The Second Hurdle: Decoding the UTF-8 Specification
Deeper into UTF-8 Encoding Ranges
After understanding the byte representation, I read more about the structure of UTF-8 from the Unicode article and found this table:
| UTF-8 (binary) | Code point (binary) | Range |
|---|---|---|
| 0xxxxxxx | xxxxxxx | U+0000–U+007F |
| 110xxxxx 10yyyyyy | xxxxx yyyyyy | U+0080–U+07FF |
| 1110xxxx 10yyyyyy 10zzzzzz | xxxx yyyyyy zzzzzz | U+0800–U+FFFF |
| 11110xxx 10yyyyyy 10zzzzzz 10wwwwww | xxx yyyyyy zzzzzz wwwwww | U+10000–U+10FFFF |
This led to two more questions:
- Can you give me a concrete example for each of these four cases?
- The integer ranges for these cases are not continuous. Why are there gaps?
This time, I asked ChatGPT for a detailed explanation.
UTF-8 Encoding Explained (with help from ChatGPT)
*Disclaimer: This section was generated with the assistance of OpenAI’s ChatGPT and has been edited for clarity.
📝 What UTF-8 Does
- Each Unicode character (code point) is stored using 1 to 4 bytes.
- The prefix bits (like
0xxxxxxx,110xxxxx) tell us how many bytes the character takes. - The remaining bits hold the actual code point index of the character.
Here is a summary of the encoding patterns with examples:
| Bytes | Range | Format (Binary) | Example | Unicode | UTF-8 (Hex) |
|---|---|---|---|---|---|
| 1 | U+0000–U+007F | 0xxxxxxx |
‘A’ | U+0041 | 41 |
| 2 | U+0080–U+07FF | 110xxxxx 10yyyyyy |
‘é’ | U+00E9 | C3 A9 |
| 3 | U+0800–U+FFFF | 1110xxxx 10yyyyyy 10zzzzzz |
‘你’ | U+4F60 | E4 BD A0 |
| 4 | U+10000–U+10FFFF | 11110xxx 10yyyyyy 10zzzzzz 10wwwwww |
‘😀’ | U+1F600 | F0 9F 98 80 |
🔑 Why are there “gaps” in the ranges?
This was a sharp observation. The ranges are not continuous for a critical reason: UTF-8 is self-synchronizing.
This design ensures that:
- No byte sequence is a prefix of another. This allows you to jump into the middle of a byte stream and still find the beginning of a character without having to parse from the start.

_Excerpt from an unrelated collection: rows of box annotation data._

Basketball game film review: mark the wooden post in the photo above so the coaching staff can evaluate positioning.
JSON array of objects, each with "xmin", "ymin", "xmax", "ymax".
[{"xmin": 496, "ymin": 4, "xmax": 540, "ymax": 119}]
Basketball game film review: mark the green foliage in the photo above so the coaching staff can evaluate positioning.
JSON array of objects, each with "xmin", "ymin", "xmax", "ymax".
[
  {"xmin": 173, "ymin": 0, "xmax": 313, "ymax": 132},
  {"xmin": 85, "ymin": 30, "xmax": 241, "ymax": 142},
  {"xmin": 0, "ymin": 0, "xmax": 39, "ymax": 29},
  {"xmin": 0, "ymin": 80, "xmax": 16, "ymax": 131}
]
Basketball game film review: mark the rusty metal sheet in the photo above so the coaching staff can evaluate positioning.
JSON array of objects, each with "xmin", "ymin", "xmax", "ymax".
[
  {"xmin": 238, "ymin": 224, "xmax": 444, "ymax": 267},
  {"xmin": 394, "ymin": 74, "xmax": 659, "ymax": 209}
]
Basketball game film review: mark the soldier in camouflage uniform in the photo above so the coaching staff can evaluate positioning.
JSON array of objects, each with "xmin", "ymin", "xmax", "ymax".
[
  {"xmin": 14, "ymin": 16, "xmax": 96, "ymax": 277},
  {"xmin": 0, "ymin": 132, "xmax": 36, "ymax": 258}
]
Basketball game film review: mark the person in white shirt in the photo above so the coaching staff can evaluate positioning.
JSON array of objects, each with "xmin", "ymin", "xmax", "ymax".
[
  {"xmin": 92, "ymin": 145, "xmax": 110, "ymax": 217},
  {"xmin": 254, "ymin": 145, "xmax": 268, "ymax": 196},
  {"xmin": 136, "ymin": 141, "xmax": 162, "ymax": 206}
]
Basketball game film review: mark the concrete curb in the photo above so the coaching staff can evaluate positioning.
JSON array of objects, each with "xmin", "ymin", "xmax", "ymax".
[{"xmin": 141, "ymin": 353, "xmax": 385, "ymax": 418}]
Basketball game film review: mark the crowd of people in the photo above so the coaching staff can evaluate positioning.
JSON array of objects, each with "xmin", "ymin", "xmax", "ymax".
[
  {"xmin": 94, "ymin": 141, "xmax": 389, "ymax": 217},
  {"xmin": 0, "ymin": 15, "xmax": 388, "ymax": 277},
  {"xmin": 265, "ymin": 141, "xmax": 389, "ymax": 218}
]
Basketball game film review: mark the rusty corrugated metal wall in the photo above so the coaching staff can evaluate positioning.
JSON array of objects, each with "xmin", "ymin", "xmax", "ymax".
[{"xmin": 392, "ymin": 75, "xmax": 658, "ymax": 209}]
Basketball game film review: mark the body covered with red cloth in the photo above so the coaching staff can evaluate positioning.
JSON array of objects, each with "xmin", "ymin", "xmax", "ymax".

- Each encoding length has “overhead” bits (the
110,1110,11110prefixes) that signal the length of the character sequence.
These “gaps” are intentional and crucial for robustness.
- The 2-byte block starts at
U+0080because the rangeU+0000–U+007Fis already covered by 1-byte encodings. - The 3-byte block starts at
U+0800because anything below that is handled by 1 or 2-byte encodings. - The 4-byte block starts at
U+10000because anything below that is handled by 1, 2, or 3-byte encodings.
This staggering ensures there is no overlap between byte lengths, making UTF-8 backward-compatible with ASCII, robust, and unambiguous.
Conclusion
- UTF-8 is a variable-length encoding system: It uses 1, 2, 3, or 4 bytes to represent every possible Unicode character.
- It’s backward-compatible with ASCII: The first 128 characters (U+0000 to U+007F) are encoded in a single byte, identical to the ASCII standard.
- It’s robust and self-synchronizing: Thanks to its clever use of byte prefixes, you can always determine the start of a character in a stream of bytes, preventing corruption and errors.
Understanding this byte-level foundation is not just an academic exercise; it’s essential for truly grasping how and why modern NLP models and tokenizers work the way they do.